Erfahren Sie, welchen wissenschaftlich belegten Beitrag die Spurenelemente Selen und Zink zur Erhaltung normaler Haare und Nägel leisten – fundiert, transparent und gemäß europäischer Verordnungen.

Basierend auf EU-Verordnung Nr. 432/2012

Worum geht es bei Glanzstoff?

Unser Informationsportal widmet sich zwei Spurenelementen, deren Beiträge zur Erhaltung normaler Haare und Nägel durch die Europäische Behörde für Lebensmittelsicherheit wissenschaftlich bewertet wurden.

Se

Selen im Überblick

Selen ist ein Spurenelement, das in zahlreichen Lebensmitteln vorkommt. Die Europäische Behörde für Lebensmittelsicherheit (EFSA) hat den Beitrag von Selen zur Erhaltung normaler Haare und zur Erhaltung normaler Nägel wissenschaftlich bewertet und als zugelassene gesundheitsbezogene Angabe anerkannt. In der täglichen Ernährung findet sich Selen in Paranüssen, Fisch, Eiern und Vollkornprodukten.

Zn

Zink im Überblick

Zink gehört zu den Mineralstoffen, die der Körper nicht selbst herstellen kann. Die EFSA hat den Beitrag von Zink zur Erhaltung normaler Haare wissenschaftlich bewertet und bestätigt. Als Nahrungsquellen dienen unter anderem Kürbiskerne, Linsen, Rindfleisch und Haferflocken. Eine ausgewogene Ernährung kann zur Zinkversorgung beitragen.

Warum Haare & Nägel?

Haare und Nägel bestehen überwiegend aus dem Protein Keratin. Die Versorgung mit bestimmten Mineralstoffen und Spurenelementen ist ein Faktor, der zur normalen Beschaffenheit dieser Strukturen beitragen kann. Unsere Informationsseiten fassen die von der EU zugelassenen Angaben zu Selen und Zink zusammen.
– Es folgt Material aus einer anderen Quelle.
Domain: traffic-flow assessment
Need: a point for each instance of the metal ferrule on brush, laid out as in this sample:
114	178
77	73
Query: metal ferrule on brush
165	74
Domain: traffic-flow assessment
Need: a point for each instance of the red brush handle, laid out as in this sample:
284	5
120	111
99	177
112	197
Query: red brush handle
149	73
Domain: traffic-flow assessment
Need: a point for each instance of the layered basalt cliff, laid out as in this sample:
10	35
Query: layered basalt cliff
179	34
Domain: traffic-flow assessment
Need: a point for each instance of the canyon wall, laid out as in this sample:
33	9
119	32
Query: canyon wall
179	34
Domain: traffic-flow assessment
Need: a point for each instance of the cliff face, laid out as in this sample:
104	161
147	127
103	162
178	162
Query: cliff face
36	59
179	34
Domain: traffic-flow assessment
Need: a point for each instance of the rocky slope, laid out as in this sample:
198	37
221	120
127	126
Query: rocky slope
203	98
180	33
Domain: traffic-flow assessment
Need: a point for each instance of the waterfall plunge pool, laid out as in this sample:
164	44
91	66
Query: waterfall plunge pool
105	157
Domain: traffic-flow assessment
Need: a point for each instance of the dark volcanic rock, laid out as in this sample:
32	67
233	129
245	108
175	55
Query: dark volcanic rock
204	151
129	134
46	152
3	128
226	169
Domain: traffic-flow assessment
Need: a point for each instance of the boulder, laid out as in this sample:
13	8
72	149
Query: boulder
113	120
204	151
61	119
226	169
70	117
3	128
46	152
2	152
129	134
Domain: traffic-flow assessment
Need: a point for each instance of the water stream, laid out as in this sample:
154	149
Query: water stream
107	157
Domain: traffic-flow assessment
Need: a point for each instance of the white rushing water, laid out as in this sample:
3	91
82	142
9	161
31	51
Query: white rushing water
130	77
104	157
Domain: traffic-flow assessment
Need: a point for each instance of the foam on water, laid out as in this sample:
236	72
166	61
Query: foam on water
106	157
Zugelassene gesundheitsbezogene Angaben

Die folgenden Aussagen sind gemäß der Verordnung (EU) Nr. 432/2012 zugelassen und dürfen unter den dort genannten Bedingungen verwendet werden.

Selen & Haare

„Selen trägt zur Erhaltung normaler Haare bei“ Gemäß Verordnung (EU) Nr. 432/2012

Diese zugelassene Angabe bezieht sich auf die Rolle von Selen als Spurenelement, das gemäß wissenschaftlicher Bewertung der EFSA einen Beitrag zur Erhaltung normaler Haare leistet. Die Angabe darf für Lebensmittel verwendet werden, die mindestens eine signifikante Menge Selen gemäß dem Anhang der Verordnung enthalten. Der empfohlene Referenzwert für die tägliche Zufuhr (NRV) von Selen beträgt 55 µg.

Selen & Nägel

„Selen trägt zur Erhaltung normaler Nägel bei“ Gemäß Verordnung (EU) Nr. 432/2012

Neben dem Beitrag zur Erhaltung normaler Haare hat die EFSA ebenfalls den Beitrag von Selen zur Erhaltung normaler Nägel wissenschaftlich bewertet. Diese gesonderte Angabe verdeutlicht, dass Selen als Spurenelement zu zwei verschiedenen Erhaltungsfunktionen beiträgt – jeweils unabhängig bewertet und zugelassen.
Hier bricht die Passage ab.